L’impiego dei cannoni esigeva che gli ufficiali fossero ben istruiti nella scienza balistica e avessero molti strumenti per calcolare la giusta traiettoria del tiro. Ma nella concitazione della battaglia poteva accadere che le batterie perdessero il contatto con gli osservatori e spesso il fuoco colpiva i loro stessi compagni.

Un cannone ferroviario francese mentre viene mimetizzato (Belgio 1917)

MACCHINE BLINDATE

Le operazioni belliche in Belgio e nella Francia settentrionale durante le ultime fasi della “guerra lampo” furono caratterizzate da una frenetica mobilità. Sulle strade piatte delle Fiandre correvano anche automobili usate sia per ricognizione, sia per soccorrere i piloti di aerei abbattuti: i viaggi di tali automobili diventavano sempre più rischiosi, per questo si pensò di rivestirle di una improvvisata corazzatura in lamiera. Furono proprio i belgi a utilizzare per primi rudimentali forme di autoblindo.
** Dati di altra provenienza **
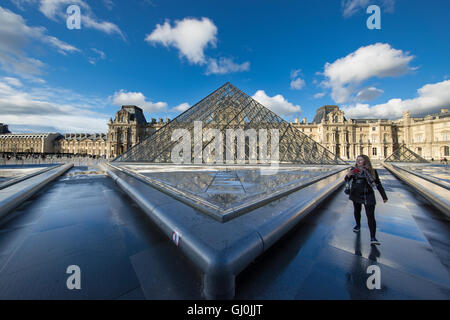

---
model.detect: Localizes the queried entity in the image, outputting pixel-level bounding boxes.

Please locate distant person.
[345,155,388,245]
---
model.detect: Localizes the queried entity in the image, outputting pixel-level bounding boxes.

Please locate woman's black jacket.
[345,168,387,205]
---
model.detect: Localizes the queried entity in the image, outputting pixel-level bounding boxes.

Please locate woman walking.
[345,155,388,245]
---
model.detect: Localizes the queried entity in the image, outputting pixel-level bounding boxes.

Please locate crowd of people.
[0,152,106,164]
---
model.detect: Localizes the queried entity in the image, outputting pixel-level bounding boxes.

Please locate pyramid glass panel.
[114,83,345,165]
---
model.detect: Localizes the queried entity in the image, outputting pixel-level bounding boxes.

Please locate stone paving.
[0,166,450,299]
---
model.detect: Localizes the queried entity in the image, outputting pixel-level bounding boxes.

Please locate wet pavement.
[0,166,450,299]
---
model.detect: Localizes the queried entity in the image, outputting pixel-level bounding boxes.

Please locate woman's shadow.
[345,233,381,300]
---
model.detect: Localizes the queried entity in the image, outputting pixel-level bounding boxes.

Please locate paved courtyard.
[0,166,450,299]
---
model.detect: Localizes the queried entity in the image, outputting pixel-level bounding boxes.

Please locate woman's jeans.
[353,201,377,238]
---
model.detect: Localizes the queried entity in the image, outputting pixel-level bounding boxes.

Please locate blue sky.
[0,0,450,133]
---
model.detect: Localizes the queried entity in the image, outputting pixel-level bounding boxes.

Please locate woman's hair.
[356,154,375,178]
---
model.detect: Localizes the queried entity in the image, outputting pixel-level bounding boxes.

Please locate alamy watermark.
[170,121,280,175]
[366,265,381,290]
[66,4,81,30]
[366,4,381,30]
[66,264,81,290]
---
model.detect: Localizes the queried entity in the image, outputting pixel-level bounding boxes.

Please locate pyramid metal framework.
[384,144,428,163]
[114,82,345,164]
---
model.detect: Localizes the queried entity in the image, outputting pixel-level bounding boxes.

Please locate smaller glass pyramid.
[384,144,428,163]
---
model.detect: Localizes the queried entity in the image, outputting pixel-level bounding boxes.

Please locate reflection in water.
[345,233,384,299]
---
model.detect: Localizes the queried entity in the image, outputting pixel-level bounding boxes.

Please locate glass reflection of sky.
[126,165,338,210]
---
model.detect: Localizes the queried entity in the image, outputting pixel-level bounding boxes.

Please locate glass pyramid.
[114,82,345,165]
[384,144,428,163]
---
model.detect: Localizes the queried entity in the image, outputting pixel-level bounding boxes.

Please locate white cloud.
[322,43,414,103]
[291,78,305,90]
[206,58,250,75]
[0,78,109,132]
[111,89,167,112]
[145,17,217,64]
[171,102,191,112]
[3,77,22,87]
[14,0,125,40]
[342,80,450,119]
[252,90,302,116]
[290,69,305,90]
[145,17,250,75]
[44,36,81,55]
[0,7,80,78]
[341,0,395,18]
[314,92,326,99]
[356,87,384,101]
[88,48,106,65]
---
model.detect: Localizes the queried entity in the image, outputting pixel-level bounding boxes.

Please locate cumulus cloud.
[171,102,191,112]
[0,7,80,77]
[0,78,109,133]
[145,17,217,64]
[252,90,302,116]
[88,48,106,65]
[111,89,167,112]
[290,69,305,90]
[145,17,250,75]
[14,0,125,40]
[342,80,450,119]
[3,77,22,87]
[314,92,326,99]
[341,0,395,18]
[322,43,414,103]
[206,58,250,75]
[356,87,384,101]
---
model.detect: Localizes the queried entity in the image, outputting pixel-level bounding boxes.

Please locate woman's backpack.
[344,178,353,194]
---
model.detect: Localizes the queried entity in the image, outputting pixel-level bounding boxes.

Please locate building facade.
[55,133,107,158]
[106,106,170,158]
[292,106,450,160]
[0,133,61,153]
[0,105,450,160]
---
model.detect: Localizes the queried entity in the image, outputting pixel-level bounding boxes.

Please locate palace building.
[0,105,450,160]
[292,106,450,160]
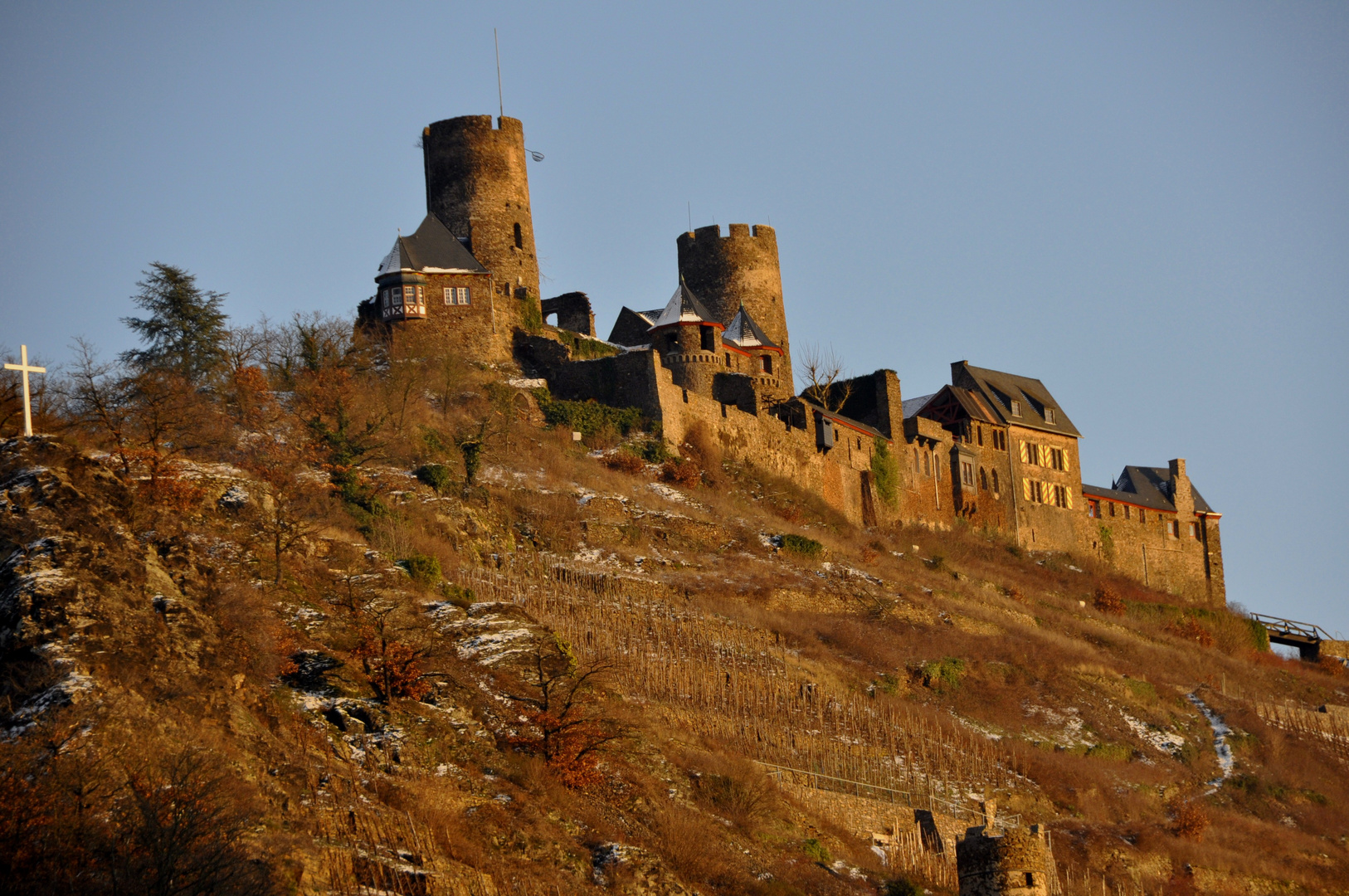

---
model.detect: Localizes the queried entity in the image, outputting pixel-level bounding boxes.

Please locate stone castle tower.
[422,114,542,304]
[676,224,795,396]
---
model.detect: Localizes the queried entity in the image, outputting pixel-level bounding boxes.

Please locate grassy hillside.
[0,328,1349,896]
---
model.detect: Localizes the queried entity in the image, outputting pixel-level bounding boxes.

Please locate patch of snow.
[459,629,533,665]
[1120,710,1185,756]
[1185,691,1237,793]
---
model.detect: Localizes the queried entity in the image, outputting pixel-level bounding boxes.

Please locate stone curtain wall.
[1079,498,1228,606]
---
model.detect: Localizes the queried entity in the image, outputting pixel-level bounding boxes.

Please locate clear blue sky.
[0,2,1349,633]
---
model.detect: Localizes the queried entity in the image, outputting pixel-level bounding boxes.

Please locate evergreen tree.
[121,262,229,383]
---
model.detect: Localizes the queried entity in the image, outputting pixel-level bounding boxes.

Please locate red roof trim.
[1082,489,1222,519]
[646,319,726,334]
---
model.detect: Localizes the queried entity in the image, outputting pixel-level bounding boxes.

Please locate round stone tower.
[422,114,538,310]
[676,224,795,394]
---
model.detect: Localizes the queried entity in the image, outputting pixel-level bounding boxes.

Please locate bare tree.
[796,343,853,414]
[506,635,627,786]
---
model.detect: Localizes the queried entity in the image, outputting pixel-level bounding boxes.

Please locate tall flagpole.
[492,28,506,124]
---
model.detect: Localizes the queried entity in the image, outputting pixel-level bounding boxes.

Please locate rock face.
[0,436,224,733]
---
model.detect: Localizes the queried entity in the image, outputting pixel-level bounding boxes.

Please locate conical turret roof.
[722,305,782,351]
[651,276,720,329]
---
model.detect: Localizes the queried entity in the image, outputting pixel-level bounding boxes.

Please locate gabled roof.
[951,362,1082,439]
[379,215,487,276]
[1082,467,1214,513]
[900,392,936,420]
[795,396,890,441]
[722,305,782,353]
[651,276,720,329]
[905,386,1000,424]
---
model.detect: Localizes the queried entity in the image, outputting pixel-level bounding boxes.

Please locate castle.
[359,110,1226,606]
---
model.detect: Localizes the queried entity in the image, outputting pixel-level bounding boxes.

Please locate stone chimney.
[1168,457,1194,518]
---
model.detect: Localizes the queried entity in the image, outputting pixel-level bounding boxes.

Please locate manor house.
[359,116,1226,605]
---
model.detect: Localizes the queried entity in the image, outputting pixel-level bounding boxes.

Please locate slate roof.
[796,396,890,441]
[722,305,782,351]
[651,278,720,329]
[379,215,487,275]
[903,386,1000,424]
[961,362,1082,439]
[900,392,936,420]
[1082,467,1215,513]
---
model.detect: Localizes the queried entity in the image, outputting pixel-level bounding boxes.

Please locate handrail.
[1250,612,1334,641]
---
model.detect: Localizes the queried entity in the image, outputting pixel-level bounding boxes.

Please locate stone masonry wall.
[422,114,539,317]
[676,224,795,394]
[1080,499,1226,606]
[377,274,514,363]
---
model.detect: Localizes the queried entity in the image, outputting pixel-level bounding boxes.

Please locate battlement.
[679,224,777,247]
[422,114,525,139]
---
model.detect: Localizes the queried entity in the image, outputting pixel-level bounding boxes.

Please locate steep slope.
[0,429,1349,894]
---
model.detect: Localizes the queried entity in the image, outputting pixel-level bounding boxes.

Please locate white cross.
[4,345,47,436]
In seguito automobili di questo tipo furono ordinate alla Rolls-Royce, che provvide alla fabbricazione di veicoli dotati di una blindatura completa e una torretta girevole. Quando questi veicoli furono pronti, nel mese di dicembre, era però già finito il breve periodo di mobilità dei combattimenti e la guerra era divenuta “guerra di trincea”.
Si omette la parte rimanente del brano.